Based on the findings, initiation of the nutritional behaviors could not predict the high quality of life, but the sustenance of the nutritional behaviors predicted a higher quality of life. This can be justified by the fact that nutritional behaviors cannot control complications and improve quality of life until they are institutionalized in the individual. This is in the same line with the findings reported by Yousefzadeh 34 and Alizadeh. 35 However, Ozcan 36 acknowledged that nutritional behavior had a positive and significant relationship only with the reduction of hot flashes, but did not have any significant association with the overall quality of life. This finding contradicted our results because other aspects of lifestyle, such as physical activity and stress management had a more prominent role in improving quality of life than nutrition.
One of the limitations of this study was the lack of using more objective methods for measuring nutritional behaviors. Future researchers are recommended to carry out similar studies in different cultures using more objective tools and on a larger scale. Also data gathering was via Self-report questionnaire and various factors are involved in predicting the nutritional behavior of postmenopausal women that due to the use of this model; it was not possible to study other factors.

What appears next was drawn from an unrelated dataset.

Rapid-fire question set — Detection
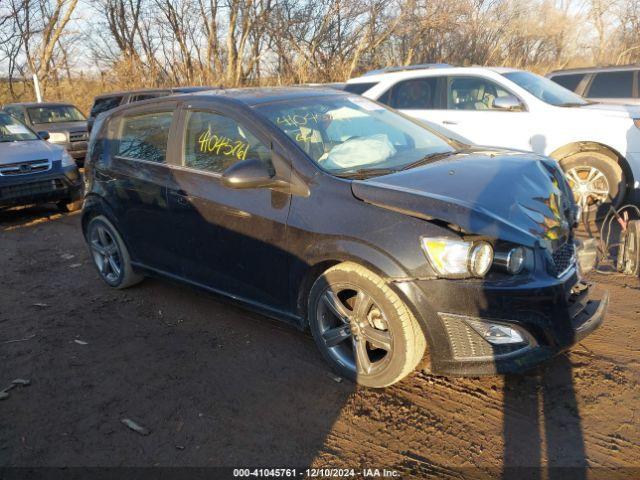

According to the MTM, behavioral confidence, changes in the physical environment, and participatory dialogue constructs had a significant role in predicting the initiation of a behavior. The emotional transformation construct was an important predictor in sustenance of nutritional behaviors in accordance with menopausal symptoms. So, in order to improve the quality of life in menopausal women, related educational interventions should be designed by an emphasis on the effective constructs including participatory dialogue, behavioral confidence, changes in the physical environment, and emotional transformation.
Footnotes
Acknowledgements
This manuscript is part of a PhD dissertation in Health Education and Promotion. We would like to appreciate all officials of Yazd University of Medical Sciences, especially the School of Health, who helped us to conduct this research.
Authors’ Note
The study was conducted in accordance with the Helsinki Declaration and ethical approval was obtained from the Ethics Committee of Shahid Sadoughi University of Medical Sciences (IR.SSU.SPH.REC.1397.137). Written informed consent was obtained from all participants before administration of the questionnaire.
Declaration of Conflicting Interests
The author(s) declared no potential conflicts of interest with respect to the research, authorship, and/or publication of this article.
Funding
The author(s) received no financial support for the research, authorship, and/or publication of this article.